Open Access
A PRELIMINARY STUDY OF THE EFFECTS OF WITHIN‐GROUP COVARIANCE STRUCTURE ON RECOVERY IN CLUSTER ANALYSIS
Author(s) -
Donoghue John R.
Publication year - 1994
Publication title -
ets research report series
Language(s) - English
Resource type - Journals
SCImago Journal Rank - 0.235
H-Index - 5
ISSN - 2330-8516
DOI - 10.1002/j.2333-8504.1994.tb01619.x
Subject(s) - mathematics , centroid , correlation , statistics , cluster analysis , similarity (geometry) , covariance , hierarchical clustering , bivariate analysis , group (periodic table) , analysis of covariance , artificial intelligence , computer science , chemistry , geometry , organic chemistry , image (mathematics)
ABSTRACT Two Monte Carlo studies investigated the effects of within‐group covariance structure on subgroup recovery by several widely used hierarchical clustering methods.

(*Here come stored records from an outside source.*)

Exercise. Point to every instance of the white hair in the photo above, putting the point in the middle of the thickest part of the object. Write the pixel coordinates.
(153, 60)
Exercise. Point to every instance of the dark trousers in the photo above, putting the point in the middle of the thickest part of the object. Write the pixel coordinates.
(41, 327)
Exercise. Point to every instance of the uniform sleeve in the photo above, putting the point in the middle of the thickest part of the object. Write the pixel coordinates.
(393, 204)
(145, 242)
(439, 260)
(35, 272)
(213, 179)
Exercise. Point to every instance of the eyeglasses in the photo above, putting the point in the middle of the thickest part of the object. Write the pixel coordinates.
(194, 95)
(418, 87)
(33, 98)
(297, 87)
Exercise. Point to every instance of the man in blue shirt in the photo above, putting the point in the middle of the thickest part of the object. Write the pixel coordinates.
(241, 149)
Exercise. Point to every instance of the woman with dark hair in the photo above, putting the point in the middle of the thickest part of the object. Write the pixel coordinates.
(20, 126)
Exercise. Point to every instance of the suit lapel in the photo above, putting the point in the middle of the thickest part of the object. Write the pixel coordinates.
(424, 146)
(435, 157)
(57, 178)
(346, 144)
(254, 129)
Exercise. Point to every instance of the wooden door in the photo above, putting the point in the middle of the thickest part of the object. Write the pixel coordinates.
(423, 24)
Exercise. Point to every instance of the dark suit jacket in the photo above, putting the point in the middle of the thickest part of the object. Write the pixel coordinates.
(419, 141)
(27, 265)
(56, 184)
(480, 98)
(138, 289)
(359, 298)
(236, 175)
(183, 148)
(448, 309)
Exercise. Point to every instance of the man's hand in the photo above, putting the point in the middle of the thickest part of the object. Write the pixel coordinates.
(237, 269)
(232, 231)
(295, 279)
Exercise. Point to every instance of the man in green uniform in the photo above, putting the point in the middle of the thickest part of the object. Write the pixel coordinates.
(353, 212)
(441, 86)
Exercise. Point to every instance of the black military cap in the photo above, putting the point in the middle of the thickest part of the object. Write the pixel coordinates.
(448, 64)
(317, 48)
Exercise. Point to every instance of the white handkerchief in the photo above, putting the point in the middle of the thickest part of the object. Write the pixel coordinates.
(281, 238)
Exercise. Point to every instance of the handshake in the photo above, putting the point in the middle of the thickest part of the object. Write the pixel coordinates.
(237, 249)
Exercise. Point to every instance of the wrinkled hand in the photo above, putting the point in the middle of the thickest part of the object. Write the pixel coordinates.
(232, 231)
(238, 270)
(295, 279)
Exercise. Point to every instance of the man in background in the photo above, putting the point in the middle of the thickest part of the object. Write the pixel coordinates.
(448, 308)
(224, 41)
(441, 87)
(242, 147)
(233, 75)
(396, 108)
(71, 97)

Data sets were 100 bivariate observations from two subgroups, generated according to a finite normal mixture model. In Study 1, subgroup size, within‐group correlation, within‐group variance, and distance between subgroup centroids were manipulated. All clustering methods were strongly affected by within‐group correlation; negative correlation yielded much poorer recovery. Smaller effects were found for the interaction of clustering method with within‐group variance. Study 2 separated the effects of direction of correlation from the direction of differences in the subgroup centroids. Subgroup size, within‐group correlation, direction of the vector separating subgroup centroids, and distance between subgroup centroids were manipulated. Superior recovery was associated with within‐group correlation that matched the direction of subgroup separation. Overall, the EML algorithm of SAS yielded best recovery, followed closely by Ward's method, average linkage, and a version of the beta‐flexible algorithm, although several interactions were noted. The results are interpreted according to the weakness of the (squared) Euclidean distance as a measure of (dis)similarity for cluster analysis. Several alternative measures are discussed, and promising alternatives are identified for future investigation.